Lawmakers need to keep close eye on workers' comp reforms
Washington's system of workers' compensation may need more reforms, if the promised savings from the 2011 reforms don't happen.
Seattle Times Editorial
IN September, the Department of Labor and Industries will set next year's workers' compensation rates. The base increase should be well below double digits. The economy is still too weak to sustain anything more.
Workers' compensation is mandatory insurance paid by employers and employees to cover the cost of work-related injuries. It is a necessary part of the social-safety net — but it is also part of the cost of creating a job. A rate increase makes job creation more difficult.
The department assures that the basic increase, which it needs to break even, will be fairly small. That's good. The worry now and over the next few years is over proposals for additional increases to solve long-term problems.
The main issue is that the contingency fund for paying benefits has been drawn down from $2.1 billion in 2007 to $621 million as of March 31. This was done because the economy was weak and the state didn't want to impose an additional burden. It was the right policy then and it would be comforting to continue it now, but the fund is too low. It should be built back up. That is the long-term problem.

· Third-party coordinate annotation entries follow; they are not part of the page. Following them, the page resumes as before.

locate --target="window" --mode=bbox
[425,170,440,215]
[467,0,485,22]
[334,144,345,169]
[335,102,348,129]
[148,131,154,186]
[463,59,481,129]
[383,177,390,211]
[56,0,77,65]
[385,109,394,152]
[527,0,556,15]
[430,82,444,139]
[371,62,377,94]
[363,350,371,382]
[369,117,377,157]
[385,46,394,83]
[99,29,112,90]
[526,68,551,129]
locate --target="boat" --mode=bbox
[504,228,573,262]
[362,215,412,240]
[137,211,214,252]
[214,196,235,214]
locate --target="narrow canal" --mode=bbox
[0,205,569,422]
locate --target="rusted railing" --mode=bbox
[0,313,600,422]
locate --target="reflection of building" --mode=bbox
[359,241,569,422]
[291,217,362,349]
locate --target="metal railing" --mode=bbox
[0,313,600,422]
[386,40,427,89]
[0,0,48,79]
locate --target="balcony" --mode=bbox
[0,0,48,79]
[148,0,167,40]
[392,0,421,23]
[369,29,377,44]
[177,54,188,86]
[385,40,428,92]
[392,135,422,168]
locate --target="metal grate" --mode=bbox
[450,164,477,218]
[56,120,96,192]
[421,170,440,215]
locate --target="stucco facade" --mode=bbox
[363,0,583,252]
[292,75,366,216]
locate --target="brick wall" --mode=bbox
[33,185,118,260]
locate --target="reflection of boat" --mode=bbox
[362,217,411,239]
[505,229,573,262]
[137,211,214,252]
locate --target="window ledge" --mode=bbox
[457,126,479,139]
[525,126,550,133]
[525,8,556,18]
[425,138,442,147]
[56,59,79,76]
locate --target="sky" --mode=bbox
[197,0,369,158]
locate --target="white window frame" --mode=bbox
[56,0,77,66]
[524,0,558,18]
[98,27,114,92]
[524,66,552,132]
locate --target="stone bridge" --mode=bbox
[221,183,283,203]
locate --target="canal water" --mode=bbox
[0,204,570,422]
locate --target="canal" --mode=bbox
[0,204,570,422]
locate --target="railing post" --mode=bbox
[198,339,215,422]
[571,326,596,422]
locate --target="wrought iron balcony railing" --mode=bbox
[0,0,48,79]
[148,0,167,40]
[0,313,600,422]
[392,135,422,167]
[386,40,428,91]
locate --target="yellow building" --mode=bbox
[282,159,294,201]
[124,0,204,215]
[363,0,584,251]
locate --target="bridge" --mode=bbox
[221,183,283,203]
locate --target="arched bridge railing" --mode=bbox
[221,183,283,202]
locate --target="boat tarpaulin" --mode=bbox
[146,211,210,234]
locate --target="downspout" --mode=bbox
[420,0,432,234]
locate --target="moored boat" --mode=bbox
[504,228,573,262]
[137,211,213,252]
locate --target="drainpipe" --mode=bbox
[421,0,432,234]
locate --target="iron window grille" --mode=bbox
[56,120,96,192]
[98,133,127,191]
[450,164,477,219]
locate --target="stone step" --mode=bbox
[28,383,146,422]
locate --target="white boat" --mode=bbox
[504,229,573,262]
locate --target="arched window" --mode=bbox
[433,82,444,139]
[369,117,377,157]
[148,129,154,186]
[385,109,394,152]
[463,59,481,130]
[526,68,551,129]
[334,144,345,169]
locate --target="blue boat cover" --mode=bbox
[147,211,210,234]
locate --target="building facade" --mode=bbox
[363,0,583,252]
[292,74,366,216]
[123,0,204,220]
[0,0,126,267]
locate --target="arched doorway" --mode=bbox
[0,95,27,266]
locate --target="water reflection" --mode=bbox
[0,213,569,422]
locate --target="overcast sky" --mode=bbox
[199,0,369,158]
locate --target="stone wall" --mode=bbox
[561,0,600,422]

The reforms passed by the Legislature in 2011 should help solve it. They included an immediate cost-of-living freeze for benefits, the creation of a managed-care network, a subsidized back-to-work program and the offer of one-time payouts as an alternative to disability pensions.
But the medical network is not finished. The return-to-work program is new. So are the one-time payouts; only a few dozen of these "structured settlements" have been done.
In total, the 2011 reforms were supposed to save $1.1 billion to $1.2 billion in the first four years. The system needs those savings to avoid future rate increases on employers and workers.
Legislators may well have to revisit the system and reform it even more. If the reforms of 2011 don't generate the savings promised, they will certainly have to do it.